A opção é ler qualquer coisa mais culturalmente concreta do que os sepultamentos dos Gangans da Vida e o esforço dos vaidosos para aparecer. A opção é sair de casa mais e mais. Quanto mais gente criativa e inteligente houver nos teatros, e nas ruas, menos espaço terão os criminosos para andar livremente por aí, azucrinando o Rio e roubando, mesmo depois de mortos, a paciência dos leitores. Nelson Rodrigues, na peça Boca de Ouro, mostrou que o simples noticiário do crime funciona como uma espécie de coluna social da bandidagem. O mais é torcer para os mocinhos ganharem a guerra e apresentarem mais serviços culturais.

Ou então fugir da cidade grande e descobrir que, na pequena, o jornal também tem de ficar de olho no crime, no prefeito, no delegado, na noiva podre de rica, no padre e no bispo, se houver. O mais é contar histórias: quem fez o quê, quem chegou morrendo ao hospital, quem nasceu, quem visita o quê, quem foi levado para o hospital da cidade grande para sobreviver a alguma desgraça, quem permaneceu para contar a história da criação do vilarejo. E tome boi, banho de rio, cachaça, futebol e, entre forrós de aleluia e bailes de debutantes, muita novela de televisão.

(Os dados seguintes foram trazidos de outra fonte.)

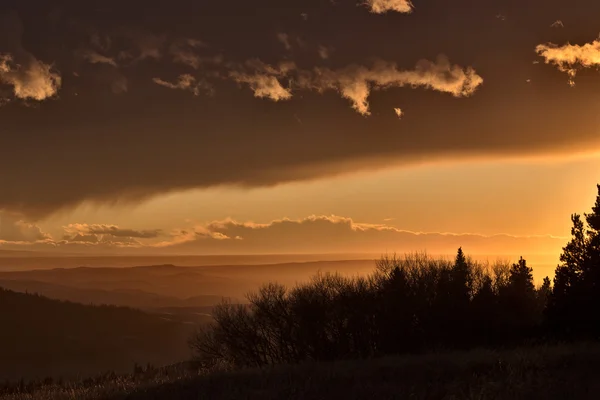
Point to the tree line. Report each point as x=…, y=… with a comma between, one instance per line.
x=412, y=304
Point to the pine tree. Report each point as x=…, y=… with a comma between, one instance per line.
x=575, y=297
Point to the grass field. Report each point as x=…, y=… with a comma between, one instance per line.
x=538, y=372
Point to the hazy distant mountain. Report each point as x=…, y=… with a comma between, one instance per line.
x=40, y=337
x=122, y=297
x=162, y=285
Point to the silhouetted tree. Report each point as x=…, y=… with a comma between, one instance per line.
x=409, y=304
x=577, y=280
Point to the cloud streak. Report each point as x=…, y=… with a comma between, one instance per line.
x=569, y=57
x=313, y=234
x=356, y=82
x=384, y=6
x=185, y=82
x=112, y=230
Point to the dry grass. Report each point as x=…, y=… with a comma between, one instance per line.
x=540, y=372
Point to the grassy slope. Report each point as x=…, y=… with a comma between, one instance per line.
x=543, y=372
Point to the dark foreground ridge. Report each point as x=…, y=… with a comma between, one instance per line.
x=535, y=372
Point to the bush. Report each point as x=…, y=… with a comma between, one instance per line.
x=409, y=304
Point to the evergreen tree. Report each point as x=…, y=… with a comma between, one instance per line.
x=576, y=294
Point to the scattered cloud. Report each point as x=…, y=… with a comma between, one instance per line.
x=30, y=78
x=96, y=58
x=15, y=229
x=284, y=39
x=324, y=52
x=356, y=82
x=569, y=57
x=186, y=82
x=384, y=6
x=113, y=230
x=185, y=52
x=264, y=79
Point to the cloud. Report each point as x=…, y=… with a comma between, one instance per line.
x=569, y=57
x=28, y=77
x=384, y=6
x=96, y=58
x=30, y=80
x=284, y=39
x=314, y=234
x=15, y=229
x=324, y=52
x=326, y=234
x=185, y=52
x=264, y=80
x=113, y=230
x=186, y=82
x=356, y=82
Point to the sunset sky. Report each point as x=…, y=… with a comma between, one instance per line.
x=297, y=126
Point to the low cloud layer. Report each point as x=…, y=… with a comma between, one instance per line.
x=112, y=230
x=569, y=57
x=314, y=234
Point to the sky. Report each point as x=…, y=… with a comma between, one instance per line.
x=304, y=126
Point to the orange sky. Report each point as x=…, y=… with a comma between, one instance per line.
x=160, y=131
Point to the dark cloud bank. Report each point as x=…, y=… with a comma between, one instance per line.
x=123, y=100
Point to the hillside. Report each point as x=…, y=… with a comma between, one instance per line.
x=42, y=337
x=538, y=372
x=168, y=285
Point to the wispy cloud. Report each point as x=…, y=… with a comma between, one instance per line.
x=94, y=57
x=324, y=52
x=31, y=79
x=284, y=39
x=186, y=52
x=356, y=82
x=186, y=82
x=113, y=230
x=264, y=79
x=15, y=229
x=384, y=6
x=569, y=57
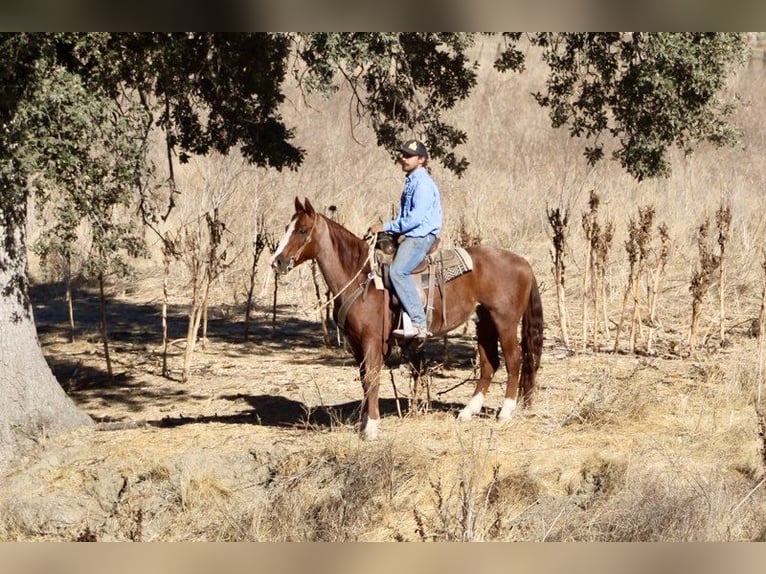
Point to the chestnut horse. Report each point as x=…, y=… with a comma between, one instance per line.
x=501, y=289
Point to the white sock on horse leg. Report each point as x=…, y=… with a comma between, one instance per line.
x=473, y=407
x=509, y=405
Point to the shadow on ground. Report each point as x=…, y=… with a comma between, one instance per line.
x=135, y=337
x=276, y=411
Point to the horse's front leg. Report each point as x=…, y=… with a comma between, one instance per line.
x=369, y=371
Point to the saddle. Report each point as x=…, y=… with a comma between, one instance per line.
x=437, y=268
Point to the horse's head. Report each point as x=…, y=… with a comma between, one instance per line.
x=296, y=245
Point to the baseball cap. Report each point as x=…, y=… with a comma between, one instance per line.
x=414, y=147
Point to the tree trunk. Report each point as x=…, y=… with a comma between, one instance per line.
x=104, y=330
x=32, y=403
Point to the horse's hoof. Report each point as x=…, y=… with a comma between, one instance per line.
x=506, y=412
x=464, y=416
x=370, y=429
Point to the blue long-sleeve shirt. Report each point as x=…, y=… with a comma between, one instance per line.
x=420, y=209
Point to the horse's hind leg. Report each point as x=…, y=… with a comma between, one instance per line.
x=489, y=360
x=370, y=364
x=512, y=355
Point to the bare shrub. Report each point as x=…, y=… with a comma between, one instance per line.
x=650, y=509
x=558, y=222
x=598, y=238
x=702, y=277
x=637, y=247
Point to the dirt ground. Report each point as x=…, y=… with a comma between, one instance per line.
x=255, y=443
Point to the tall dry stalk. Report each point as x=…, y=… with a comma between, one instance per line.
x=205, y=260
x=260, y=240
x=723, y=222
x=590, y=227
x=702, y=277
x=558, y=222
x=598, y=241
x=761, y=327
x=637, y=248
x=655, y=274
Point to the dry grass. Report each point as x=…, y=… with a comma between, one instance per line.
x=662, y=444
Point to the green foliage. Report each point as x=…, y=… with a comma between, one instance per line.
x=210, y=91
x=89, y=154
x=401, y=82
x=650, y=91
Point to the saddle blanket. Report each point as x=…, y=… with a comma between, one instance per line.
x=451, y=263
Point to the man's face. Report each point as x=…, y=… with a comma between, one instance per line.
x=411, y=162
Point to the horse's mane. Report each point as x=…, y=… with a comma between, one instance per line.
x=352, y=251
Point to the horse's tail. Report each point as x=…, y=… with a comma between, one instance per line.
x=531, y=342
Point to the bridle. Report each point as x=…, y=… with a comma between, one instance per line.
x=297, y=254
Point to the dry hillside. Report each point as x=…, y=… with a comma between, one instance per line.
x=662, y=443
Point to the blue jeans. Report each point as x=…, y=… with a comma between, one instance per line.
x=411, y=252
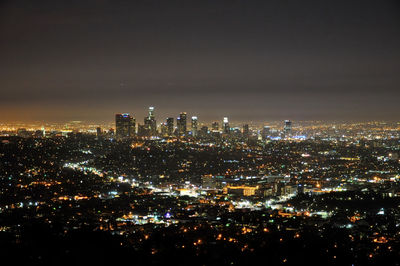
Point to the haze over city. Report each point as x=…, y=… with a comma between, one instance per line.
x=223, y=132
x=257, y=60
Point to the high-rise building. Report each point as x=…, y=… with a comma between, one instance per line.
x=225, y=126
x=246, y=131
x=170, y=126
x=266, y=132
x=215, y=126
x=164, y=129
x=125, y=126
x=99, y=132
x=203, y=132
x=181, y=124
x=150, y=122
x=287, y=128
x=194, y=126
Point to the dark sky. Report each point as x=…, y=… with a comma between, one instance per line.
x=249, y=60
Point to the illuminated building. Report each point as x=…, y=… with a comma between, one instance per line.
x=164, y=129
x=266, y=132
x=287, y=128
x=170, y=126
x=215, y=126
x=194, y=126
x=203, y=131
x=98, y=132
x=181, y=124
x=225, y=126
x=240, y=190
x=246, y=132
x=125, y=126
x=150, y=123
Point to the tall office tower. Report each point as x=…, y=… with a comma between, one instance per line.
x=215, y=126
x=170, y=126
x=194, y=126
x=99, y=133
x=181, y=124
x=203, y=132
x=225, y=126
x=288, y=128
x=266, y=132
x=125, y=126
x=150, y=122
x=246, y=131
x=164, y=129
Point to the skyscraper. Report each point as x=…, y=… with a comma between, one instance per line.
x=170, y=126
x=266, y=132
x=150, y=122
x=194, y=126
x=225, y=126
x=287, y=128
x=125, y=126
x=215, y=126
x=246, y=132
x=181, y=124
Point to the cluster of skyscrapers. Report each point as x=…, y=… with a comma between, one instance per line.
x=126, y=127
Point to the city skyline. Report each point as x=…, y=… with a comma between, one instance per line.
x=248, y=61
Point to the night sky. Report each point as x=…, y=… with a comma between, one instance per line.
x=249, y=60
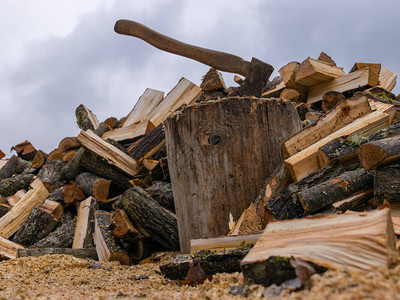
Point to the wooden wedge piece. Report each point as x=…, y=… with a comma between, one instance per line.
x=144, y=107
x=312, y=71
x=306, y=162
x=17, y=215
x=355, y=80
x=340, y=116
x=376, y=153
x=184, y=93
x=111, y=154
x=357, y=241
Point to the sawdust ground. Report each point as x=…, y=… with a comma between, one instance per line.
x=62, y=276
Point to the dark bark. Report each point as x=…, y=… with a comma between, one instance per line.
x=86, y=253
x=286, y=205
x=146, y=213
x=324, y=194
x=10, y=186
x=162, y=193
x=37, y=226
x=387, y=183
x=221, y=262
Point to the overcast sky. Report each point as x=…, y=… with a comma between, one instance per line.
x=57, y=54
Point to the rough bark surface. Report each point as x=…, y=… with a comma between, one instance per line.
x=219, y=154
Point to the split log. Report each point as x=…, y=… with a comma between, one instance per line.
x=107, y=246
x=25, y=150
x=184, y=93
x=62, y=237
x=162, y=193
x=211, y=263
x=354, y=202
x=87, y=253
x=387, y=79
x=145, y=213
x=10, y=186
x=361, y=66
x=148, y=145
x=343, y=114
x=50, y=173
x=312, y=71
x=73, y=168
x=305, y=162
x=17, y=215
x=330, y=99
x=286, y=205
x=212, y=81
x=85, y=118
x=9, y=249
x=68, y=143
x=380, y=152
x=387, y=183
x=143, y=108
x=210, y=135
x=328, y=192
x=83, y=237
x=357, y=241
x=345, y=148
x=13, y=166
x=36, y=226
x=358, y=79
x=39, y=160
x=129, y=133
x=111, y=154
x=93, y=185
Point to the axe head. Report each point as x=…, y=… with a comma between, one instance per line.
x=255, y=80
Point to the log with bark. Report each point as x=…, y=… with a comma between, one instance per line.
x=326, y=193
x=93, y=185
x=86, y=253
x=380, y=152
x=36, y=226
x=356, y=80
x=17, y=215
x=83, y=237
x=387, y=183
x=146, y=214
x=286, y=205
x=202, y=138
x=305, y=162
x=357, y=241
x=108, y=247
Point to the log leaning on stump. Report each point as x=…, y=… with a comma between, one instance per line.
x=219, y=154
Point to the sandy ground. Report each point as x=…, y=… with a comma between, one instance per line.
x=66, y=277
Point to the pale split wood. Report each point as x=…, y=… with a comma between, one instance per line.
x=354, y=80
x=129, y=132
x=306, y=162
x=147, y=102
x=9, y=249
x=113, y=155
x=16, y=216
x=222, y=243
x=387, y=79
x=343, y=114
x=361, y=241
x=184, y=93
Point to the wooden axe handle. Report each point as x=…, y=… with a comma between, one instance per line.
x=216, y=59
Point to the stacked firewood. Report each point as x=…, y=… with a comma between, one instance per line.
x=104, y=194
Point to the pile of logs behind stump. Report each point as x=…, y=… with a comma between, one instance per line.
x=322, y=146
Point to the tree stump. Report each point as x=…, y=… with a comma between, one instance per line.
x=219, y=155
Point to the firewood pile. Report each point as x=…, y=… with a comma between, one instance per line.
x=329, y=178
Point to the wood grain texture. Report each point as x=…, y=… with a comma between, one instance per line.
x=219, y=154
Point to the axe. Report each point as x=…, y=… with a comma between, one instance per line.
x=256, y=72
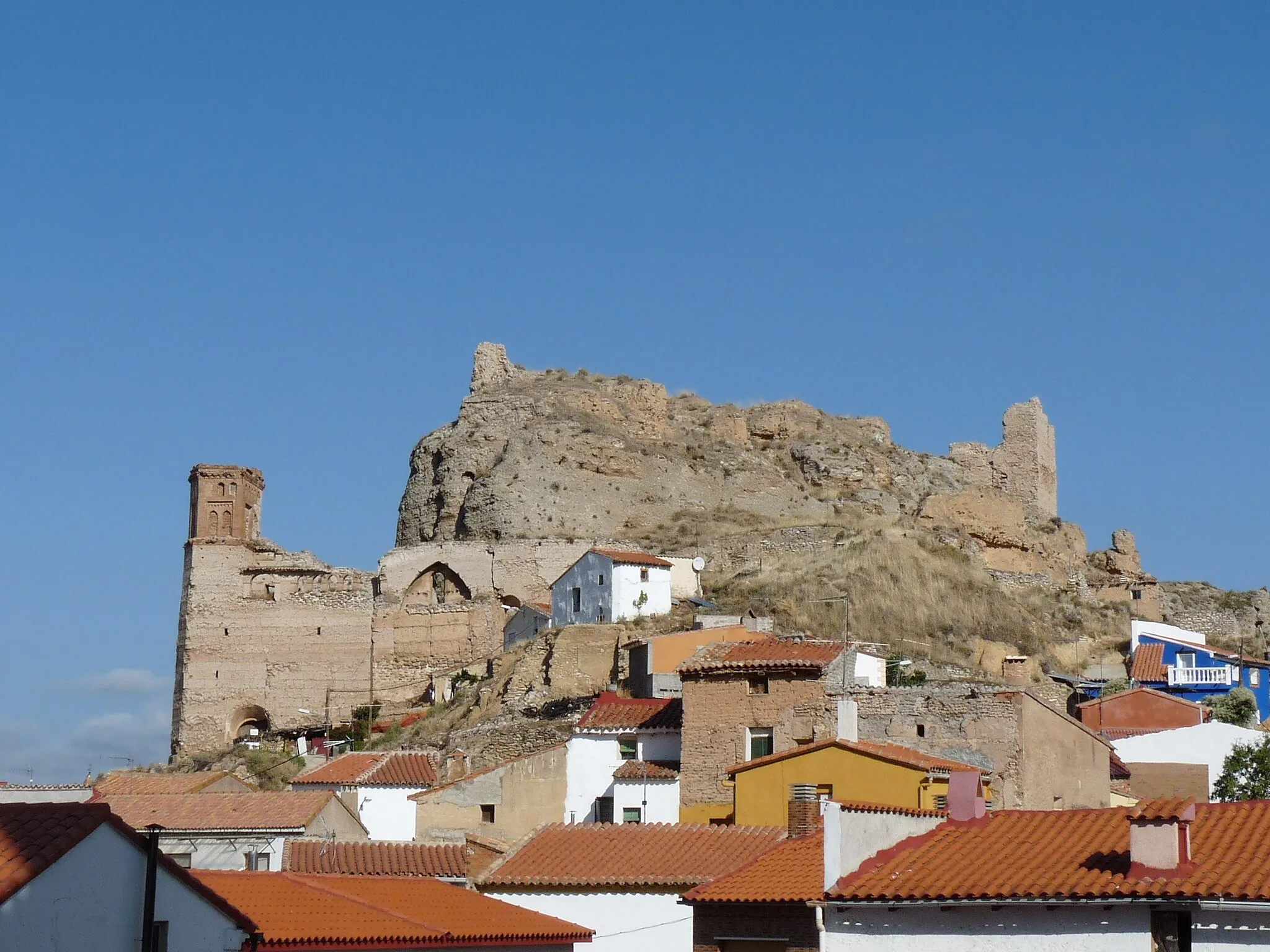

Na capital de qualquer Estado vale a mesma coisa da cidade pequena, mas é preciso vigiar ainda o governador, a Assembléia Legislativa, o Tribunal de Justiça, o Tribunal de Contas etc, etc, etc.

Cada jornal decide se o mais importante é o rio de Santo Amaro, o Itapemirim ou o Rio de Janeiro tinto de sangue. Urge enfrentar, de qualquer modo, a poluição, que está na Baía de Guanabara, na rede de esgotos, nos despejos industriais, no uso errado do agrotóxico ou no exagero das manchetes.

Resta o trabalho para dinamizar a função da imprensa, que não se sente apenas um quarto poder, mas um poder esquartejado e esquartejador. Esquartejado porque sofre as agruras do corte da publicidade e dinheiro curto, e esquartejador porque lhe compete meter o bedelho em tantas mazelas e expô-las, mesmo com o risco de às vezes errar a mão.

Essa breve tentativa de traçar linhas gerais sobre a violência nas cidades e a visibilidade da violência não é estranha ao jornalismo. A profissão exige conhecimentos interdisciplinares e pode fazer pequeno exercício de história, um editorial que talvez para alguns ajude pouco, esteja errado ou óbvio demais. Ainda assim é um diálogo que se permite desejar e acreditar nos caminhos políticos que melhorem a qualidade das instituições e dos investimentos. Acreditar que você, leitor, é único e especial, como os demais, e aceita, a todo instante, o convite para entrar num desses diálogos e, quem sabe, melhorar a sua própria pauta pessoal, a sua vida e a sua leitura diária.